Confidence in Prime Minister Shinzo Abe’s stimulus policies is faltering after foreign investors sold $24.2 billion of Japanese shares this year, leaving them the cheapest relative to bonds in 18 months.
The earnings yield for members of the Topix index, or estimated net income divided by the average share price, rose to 7.97 percent on April 14 as the benchmark slumped 13 percent this year, data compiled by Bloomberg show. That’s a 7.37 percentage point premium over 10-year Japanese government bond yields, the most since October 2012. The equivalent spread in the U.S. was 3.75 percentage points.
Abe has yet to take new pro-growth steps even as the economy faces the sharpest quarterly contraction in three years after a sales-tax increase. Bank of Japan Governor Haruhiko Kuroda refrained from adding to stimulus on April 8, sending the Topix to its biggest weekly slide in 10 months.

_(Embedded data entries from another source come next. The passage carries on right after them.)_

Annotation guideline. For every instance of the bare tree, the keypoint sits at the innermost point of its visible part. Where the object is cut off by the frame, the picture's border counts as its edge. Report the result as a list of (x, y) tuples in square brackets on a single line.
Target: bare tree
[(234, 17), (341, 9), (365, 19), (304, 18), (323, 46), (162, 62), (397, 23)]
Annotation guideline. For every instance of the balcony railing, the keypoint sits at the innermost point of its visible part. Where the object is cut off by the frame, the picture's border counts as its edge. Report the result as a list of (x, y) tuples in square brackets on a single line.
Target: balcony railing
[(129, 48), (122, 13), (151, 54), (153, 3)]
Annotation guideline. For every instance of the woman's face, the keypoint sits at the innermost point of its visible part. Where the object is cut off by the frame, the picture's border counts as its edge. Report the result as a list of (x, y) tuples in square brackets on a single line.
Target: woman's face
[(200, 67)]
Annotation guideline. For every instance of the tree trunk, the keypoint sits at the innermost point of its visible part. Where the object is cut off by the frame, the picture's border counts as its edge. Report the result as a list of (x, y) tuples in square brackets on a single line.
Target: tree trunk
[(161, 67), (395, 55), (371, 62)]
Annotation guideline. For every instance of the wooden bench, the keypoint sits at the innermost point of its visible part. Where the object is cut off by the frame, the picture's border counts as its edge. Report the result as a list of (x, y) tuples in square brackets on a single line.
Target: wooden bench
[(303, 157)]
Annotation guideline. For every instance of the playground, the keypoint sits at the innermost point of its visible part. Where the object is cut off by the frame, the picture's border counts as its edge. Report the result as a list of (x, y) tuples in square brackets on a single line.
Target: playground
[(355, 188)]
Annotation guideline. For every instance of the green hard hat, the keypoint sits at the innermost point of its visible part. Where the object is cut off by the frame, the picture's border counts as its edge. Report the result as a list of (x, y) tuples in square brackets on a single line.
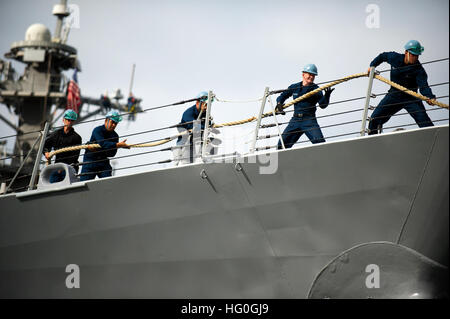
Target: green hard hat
[(414, 47), (114, 116), (310, 68), (70, 115)]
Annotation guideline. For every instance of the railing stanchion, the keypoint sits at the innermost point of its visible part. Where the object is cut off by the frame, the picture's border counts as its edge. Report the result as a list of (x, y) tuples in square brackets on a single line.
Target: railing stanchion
[(368, 96), (38, 156), (258, 123)]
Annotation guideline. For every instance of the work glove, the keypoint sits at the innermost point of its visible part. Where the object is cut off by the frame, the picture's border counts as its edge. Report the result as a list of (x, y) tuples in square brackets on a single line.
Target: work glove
[(328, 92), (279, 109)]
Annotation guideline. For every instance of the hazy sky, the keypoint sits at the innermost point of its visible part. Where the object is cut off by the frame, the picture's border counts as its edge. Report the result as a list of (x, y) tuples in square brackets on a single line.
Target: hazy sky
[(235, 49)]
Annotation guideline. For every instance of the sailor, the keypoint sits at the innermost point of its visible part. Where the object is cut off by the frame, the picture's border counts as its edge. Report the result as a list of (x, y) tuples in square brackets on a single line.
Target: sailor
[(96, 160), (304, 118), (131, 104), (407, 71), (64, 137), (184, 152)]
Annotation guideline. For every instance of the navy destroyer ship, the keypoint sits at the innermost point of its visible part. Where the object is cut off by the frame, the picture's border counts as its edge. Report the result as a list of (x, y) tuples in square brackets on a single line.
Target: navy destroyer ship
[(356, 217)]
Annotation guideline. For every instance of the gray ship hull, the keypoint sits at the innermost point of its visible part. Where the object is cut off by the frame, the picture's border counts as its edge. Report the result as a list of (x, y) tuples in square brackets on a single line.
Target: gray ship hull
[(170, 234)]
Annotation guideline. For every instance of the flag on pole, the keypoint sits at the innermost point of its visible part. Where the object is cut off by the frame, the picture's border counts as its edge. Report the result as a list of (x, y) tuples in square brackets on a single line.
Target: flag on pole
[(73, 94)]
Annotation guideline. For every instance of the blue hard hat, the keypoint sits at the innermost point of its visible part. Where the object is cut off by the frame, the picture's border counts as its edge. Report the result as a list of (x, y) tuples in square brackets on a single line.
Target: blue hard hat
[(70, 115), (114, 115), (203, 96), (310, 68), (414, 47)]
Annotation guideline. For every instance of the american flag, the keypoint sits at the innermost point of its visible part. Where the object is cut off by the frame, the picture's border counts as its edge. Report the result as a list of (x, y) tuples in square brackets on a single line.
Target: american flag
[(73, 94)]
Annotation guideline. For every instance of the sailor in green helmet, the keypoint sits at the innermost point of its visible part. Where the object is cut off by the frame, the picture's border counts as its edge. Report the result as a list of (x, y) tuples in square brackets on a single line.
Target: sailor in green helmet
[(407, 71), (61, 138)]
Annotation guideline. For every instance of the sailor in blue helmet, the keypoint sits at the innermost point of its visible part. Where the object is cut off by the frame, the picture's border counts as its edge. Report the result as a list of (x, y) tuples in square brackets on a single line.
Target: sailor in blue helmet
[(97, 159), (61, 138), (195, 112), (407, 71), (304, 118)]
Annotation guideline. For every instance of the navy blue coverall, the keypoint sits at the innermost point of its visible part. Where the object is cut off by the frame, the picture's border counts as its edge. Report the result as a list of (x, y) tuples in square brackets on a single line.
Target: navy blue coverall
[(410, 76), (190, 115), (59, 139), (98, 158), (304, 118)]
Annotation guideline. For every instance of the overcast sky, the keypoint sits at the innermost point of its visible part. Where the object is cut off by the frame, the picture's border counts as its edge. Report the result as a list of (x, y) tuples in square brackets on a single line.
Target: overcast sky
[(235, 49)]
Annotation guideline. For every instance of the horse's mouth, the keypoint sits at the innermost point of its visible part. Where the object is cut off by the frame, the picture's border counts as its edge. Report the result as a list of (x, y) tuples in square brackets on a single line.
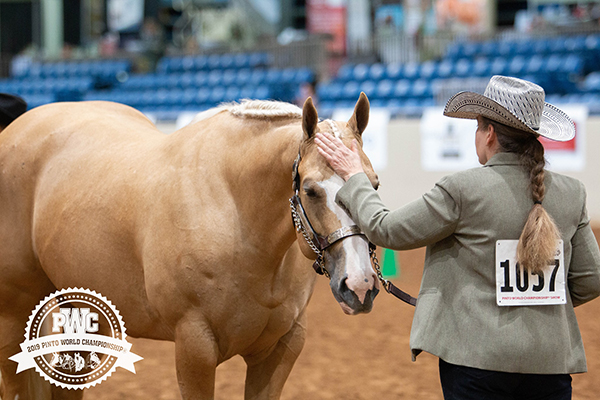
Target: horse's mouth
[(351, 305)]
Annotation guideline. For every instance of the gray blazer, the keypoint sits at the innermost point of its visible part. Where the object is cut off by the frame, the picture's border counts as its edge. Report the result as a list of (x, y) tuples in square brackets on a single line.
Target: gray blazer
[(459, 220)]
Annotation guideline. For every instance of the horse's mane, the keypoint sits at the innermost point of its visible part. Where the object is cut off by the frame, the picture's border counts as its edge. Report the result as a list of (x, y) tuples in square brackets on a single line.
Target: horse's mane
[(259, 109)]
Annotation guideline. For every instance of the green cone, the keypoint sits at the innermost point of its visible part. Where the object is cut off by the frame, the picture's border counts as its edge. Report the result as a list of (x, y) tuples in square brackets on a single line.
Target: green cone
[(388, 269)]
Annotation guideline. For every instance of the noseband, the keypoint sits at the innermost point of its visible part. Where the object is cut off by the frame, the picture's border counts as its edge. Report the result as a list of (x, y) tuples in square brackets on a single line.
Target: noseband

Japan’s sovereign debt returned 1 percent this year, bringing yields to levels some fund managers say are unattractive.
“The BOJ’s bond buying has driven yields so low that there is limited scope for further declines even if stocks retreat,” said Masaru Hamasaki, a senior strategist at Tokyo-based Sumitomo Mitsui Asset Management Co., which oversees the equivalent of $132 billion. “There are concerns that the sales-tax increase will hurt growth and corporate profits.”